It’s a print making factory over here.

It was a beautiful day and what better way to spend it than by playing with wood. No, not that wood. I’m talking about pine. I use pine for a lot of paintings and for all of my prints. The last couple of days I’ve been consumed with preparing for the show on Saturday. As if I wasn’t busy enough I thought it would be fun (as in oodles) to document my print making experience for all of you. When I speak of “you” what I am referring to is the 3,300 readers my imagination has invented that visit this page every single day. And sometimes even twice a day. Of course, there are the stalkers too. You know, the ones that check for updates here 7-10 times every thirty minutes. That’s right, I was thinking of you fine folks when I assigned myself the task of documenting this activity. Unfortunately, (or fortunately, depending on how you look at it) there are a few steps here and there that were skipped for one or two or all of the following reasons.
– I forgot to take a picture.
– I did not feel like taking a picture.
– I was so involved in my “work” that I could not bring myself to stop for the 2-3 seconds it would have taken me to push that little button on my camera.
– The particular step in the process was just to heartbreakingly boring to subject you, my faithful 3,300 readers, to.
– I was feeling lightheaded due to drinking a bottle of wine with Seamas The International Traveling Street Poet.

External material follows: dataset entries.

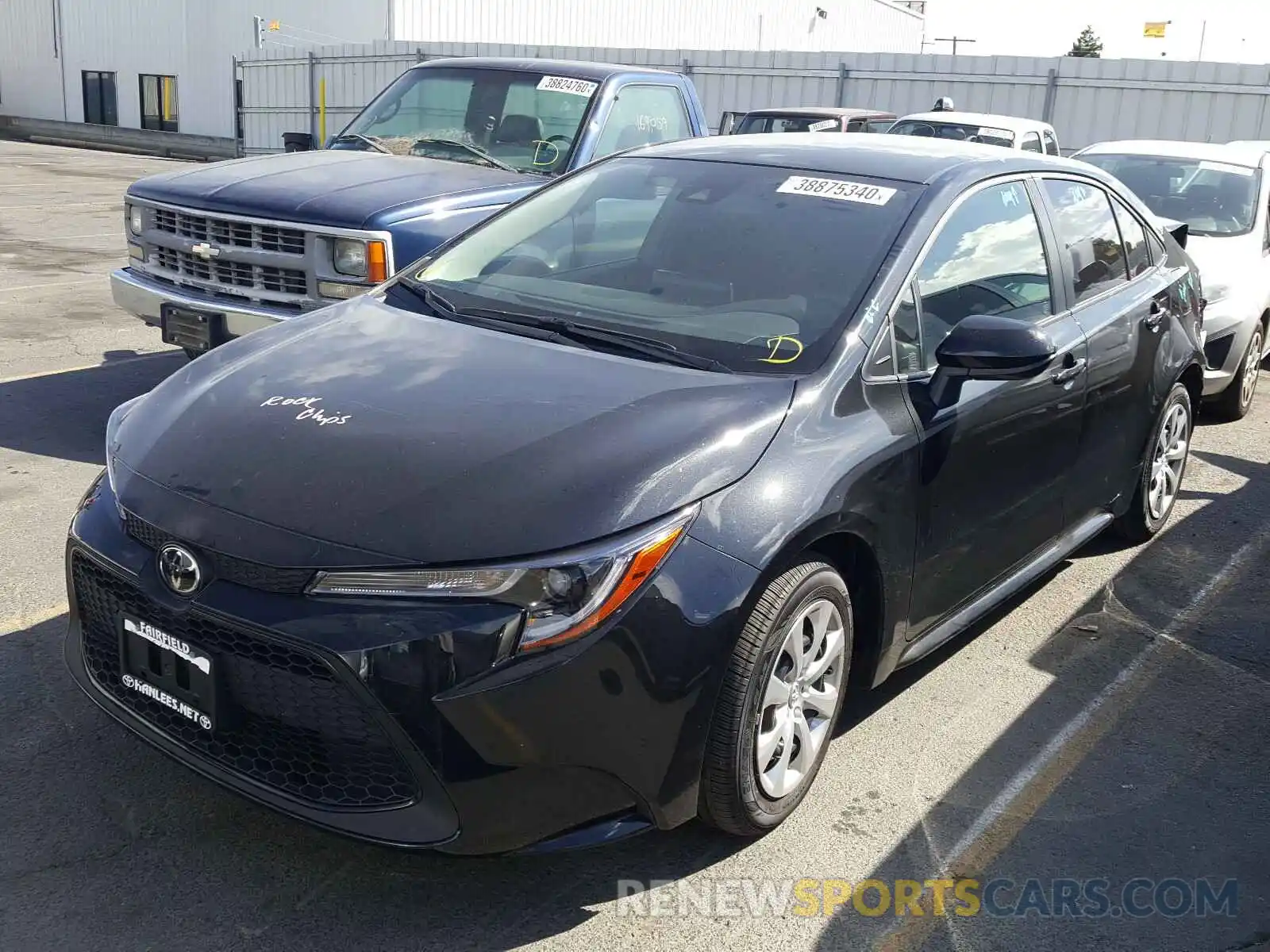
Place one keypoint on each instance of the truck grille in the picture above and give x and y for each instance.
(239, 274)
(228, 232)
(286, 720)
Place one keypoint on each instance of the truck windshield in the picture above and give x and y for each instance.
(958, 131)
(506, 118)
(1213, 198)
(755, 267)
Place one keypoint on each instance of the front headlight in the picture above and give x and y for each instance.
(112, 436)
(351, 257)
(563, 598)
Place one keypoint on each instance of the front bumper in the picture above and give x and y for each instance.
(473, 755)
(144, 296)
(1226, 342)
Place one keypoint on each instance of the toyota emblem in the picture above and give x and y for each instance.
(179, 570)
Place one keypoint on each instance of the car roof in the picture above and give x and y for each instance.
(1001, 122)
(1175, 149)
(827, 111)
(575, 69)
(897, 158)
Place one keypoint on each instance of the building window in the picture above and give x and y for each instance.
(158, 103)
(101, 107)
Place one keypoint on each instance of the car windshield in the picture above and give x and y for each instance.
(526, 121)
(1213, 198)
(787, 124)
(755, 267)
(958, 131)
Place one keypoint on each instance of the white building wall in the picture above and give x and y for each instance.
(194, 41)
(873, 25)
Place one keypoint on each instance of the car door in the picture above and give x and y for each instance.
(1121, 300)
(995, 463)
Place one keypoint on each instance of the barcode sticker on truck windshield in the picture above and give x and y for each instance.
(564, 84)
(837, 188)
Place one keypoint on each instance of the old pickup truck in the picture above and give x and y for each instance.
(220, 251)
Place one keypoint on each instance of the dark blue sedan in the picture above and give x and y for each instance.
(591, 520)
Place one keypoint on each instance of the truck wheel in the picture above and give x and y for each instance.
(1236, 400)
(779, 702)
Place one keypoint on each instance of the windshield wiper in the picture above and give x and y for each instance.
(470, 149)
(564, 332)
(360, 137)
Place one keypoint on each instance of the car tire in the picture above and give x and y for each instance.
(1157, 490)
(810, 607)
(1236, 400)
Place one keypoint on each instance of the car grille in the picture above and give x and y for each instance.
(225, 232)
(285, 719)
(239, 274)
(253, 575)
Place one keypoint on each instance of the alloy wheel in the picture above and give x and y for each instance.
(1168, 461)
(799, 698)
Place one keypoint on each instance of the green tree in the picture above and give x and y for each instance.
(1087, 44)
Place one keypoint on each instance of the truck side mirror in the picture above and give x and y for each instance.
(298, 141)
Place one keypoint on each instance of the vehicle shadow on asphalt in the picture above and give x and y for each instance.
(63, 416)
(1162, 693)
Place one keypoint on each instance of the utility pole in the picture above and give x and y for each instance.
(954, 41)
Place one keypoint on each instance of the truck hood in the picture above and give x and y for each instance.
(340, 188)
(372, 436)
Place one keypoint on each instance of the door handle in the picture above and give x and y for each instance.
(1071, 370)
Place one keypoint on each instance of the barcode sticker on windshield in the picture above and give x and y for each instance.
(838, 190)
(1225, 167)
(564, 84)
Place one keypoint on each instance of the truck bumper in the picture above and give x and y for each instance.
(143, 296)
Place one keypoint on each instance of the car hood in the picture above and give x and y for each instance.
(341, 188)
(395, 437)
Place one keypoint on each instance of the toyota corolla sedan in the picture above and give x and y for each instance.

(More about that at a later date.)

– Too high on spray paint fumes to differentiate one step from the next as they all seem to blend into one GIANT step*. For mankind.

Lots of wood pieces. Some painted. Some not painted yet. I used to paint the edges with a paintbrush, but I recently grew some brains and started spray painting the edges. Making this discovery is good and bad. Good because it saves me time. Bad because the time it saves me is actually killing me. The paint fumes that sneak their way into my body could be shaving minutes off my life. The very minutes I so proudly went about saving. If I live to be 100, which I intend to, it will most likely even out. If a disgruntled postman is hellbent on shooting me in the face tomorrow, well, I’ll be happy knowing I saved up enough minutes to write this.

After the edges are painted I glue the prints on the wood. These are nice prints, by the way. None of that home printer ink jet crap. These are done in a professional photo lab on real photo paper. Not that pretend photo paper you’ve been tricked into thinking is real by Staple’s employees. None of that here. These are The Real McCoy.

Epoxy resin. Yummy. I dare you to drink this. Chances are if you did you wouldn’t live to tell about it. This resin always makes me think of one of the torture tactics from Stona Fitch’s “Senseless”. Please take note of my sexy latex gloves. What could possibly drop panties faster than a nice attractive pair of latex gloves?

Now I pour the resin on the print. I’ve found that a business card torn in half is the best tool to use in the back and forth spreading of resin. Luckily, these business cards are not completely wasted. Not only do they make a wonderful tool, but when the job is done they can be used for my Senior Thesis on the Structural Integrity And Aesthetic Soundness Of Spontaneously Constructed Torn Business Card Fabrications.

My torn business card sculpture now proudly weighs in at eight inches tall. Interestingly enough, Ron Jeremy’s penis is approximately one inch longer than my sculpture is tall.

* Yes, I know the correct quote is “giant LEAP for mankind.”